Payment Protection Insurance (PPI) was sold as an add-on for loans, mortgages and other financial products to help pay for any outstanding debts if you became sick or injured. However, it emerged that policies that included PPI were void and did not cover or add any value to the individual. As a result, the Government decided to refund everyone who had purchased PPI, giving them the right to a significant rebait in the region of a few hundred or thousand pounds.

With the UK banks putting aside £35 billion for PPI compensation, the industry quickly became big business and even today, one will notice PPI refund advertisements on the train, buses, radio and television.

However, the rapid demand of the product has created a huge claims compensation industry, which has subsequently led to aggressive cold calling and bombarding of emails and text messages. With the Financial Ombudsman Service (FOS) receiving around 3,000 complaints about PPI per week, the FCA finally put a deadline in place for all claims to be made - using Arnold Schwarzenegger as the face of their TV campaign.

With PPI claims coming close to an end, claims companies in the UK are looking for new industries to capitalise on and have set their sights on the rise of compensation claims in the payday loans industry

Claims companies are looking to help individuals recover legacy loans - ones that were taken out several years ago.

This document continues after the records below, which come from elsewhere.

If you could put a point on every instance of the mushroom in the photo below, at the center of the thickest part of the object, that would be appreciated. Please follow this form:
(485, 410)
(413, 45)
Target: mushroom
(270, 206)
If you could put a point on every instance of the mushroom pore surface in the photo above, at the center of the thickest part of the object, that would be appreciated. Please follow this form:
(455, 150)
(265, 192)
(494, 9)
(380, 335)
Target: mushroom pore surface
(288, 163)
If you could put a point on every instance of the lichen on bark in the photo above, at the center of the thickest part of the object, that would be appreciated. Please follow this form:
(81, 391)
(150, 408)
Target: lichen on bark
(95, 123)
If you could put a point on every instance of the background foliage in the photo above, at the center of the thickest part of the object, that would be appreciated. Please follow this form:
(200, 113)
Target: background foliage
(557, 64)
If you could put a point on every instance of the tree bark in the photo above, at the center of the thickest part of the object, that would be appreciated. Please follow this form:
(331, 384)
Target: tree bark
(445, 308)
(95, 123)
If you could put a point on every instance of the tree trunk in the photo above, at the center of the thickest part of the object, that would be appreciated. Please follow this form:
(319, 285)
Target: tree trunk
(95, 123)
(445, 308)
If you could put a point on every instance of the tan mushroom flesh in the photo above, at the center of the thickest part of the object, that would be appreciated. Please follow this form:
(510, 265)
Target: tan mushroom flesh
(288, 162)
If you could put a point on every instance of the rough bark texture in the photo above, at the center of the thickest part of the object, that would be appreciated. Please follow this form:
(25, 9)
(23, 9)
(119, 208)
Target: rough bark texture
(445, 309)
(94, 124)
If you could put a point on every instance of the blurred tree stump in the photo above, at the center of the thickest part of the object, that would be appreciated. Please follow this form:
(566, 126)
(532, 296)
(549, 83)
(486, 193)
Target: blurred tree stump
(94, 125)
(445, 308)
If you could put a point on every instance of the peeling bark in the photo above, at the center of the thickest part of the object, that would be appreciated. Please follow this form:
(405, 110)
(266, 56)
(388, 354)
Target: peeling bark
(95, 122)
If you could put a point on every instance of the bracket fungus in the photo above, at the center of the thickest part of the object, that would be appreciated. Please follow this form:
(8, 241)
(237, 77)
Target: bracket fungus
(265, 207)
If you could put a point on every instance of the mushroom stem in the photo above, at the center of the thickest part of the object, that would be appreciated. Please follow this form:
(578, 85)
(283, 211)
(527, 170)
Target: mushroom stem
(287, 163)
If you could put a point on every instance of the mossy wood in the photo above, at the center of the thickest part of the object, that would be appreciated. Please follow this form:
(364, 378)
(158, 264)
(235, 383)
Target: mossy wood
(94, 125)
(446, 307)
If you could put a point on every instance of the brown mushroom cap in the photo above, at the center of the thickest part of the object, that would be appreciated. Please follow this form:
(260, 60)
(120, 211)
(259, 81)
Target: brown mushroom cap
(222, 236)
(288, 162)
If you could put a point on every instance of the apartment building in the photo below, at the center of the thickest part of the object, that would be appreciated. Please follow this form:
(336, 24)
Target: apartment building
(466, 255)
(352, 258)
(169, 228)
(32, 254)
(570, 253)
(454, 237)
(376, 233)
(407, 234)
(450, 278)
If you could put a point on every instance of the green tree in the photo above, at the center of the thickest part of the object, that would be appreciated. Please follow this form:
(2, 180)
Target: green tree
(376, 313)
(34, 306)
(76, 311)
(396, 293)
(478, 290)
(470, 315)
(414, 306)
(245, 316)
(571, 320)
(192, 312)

Several payday loan borrowers were granted loans that they could not afford to repay, but they were still given funds by lenders potentially looking to add late charges and default fees. As per FCA regulation, all lenders providing consumer products must assess affordability through income and credit checking - and those that have not are liable to provide refunds.

In fact, Wonga.com has refunded over 300,000 borrowers in the last 4 years, which has come at a cost of £220 million. Earlier this week, the company received a £10 million bailout by its original investors to save the company from going into administration.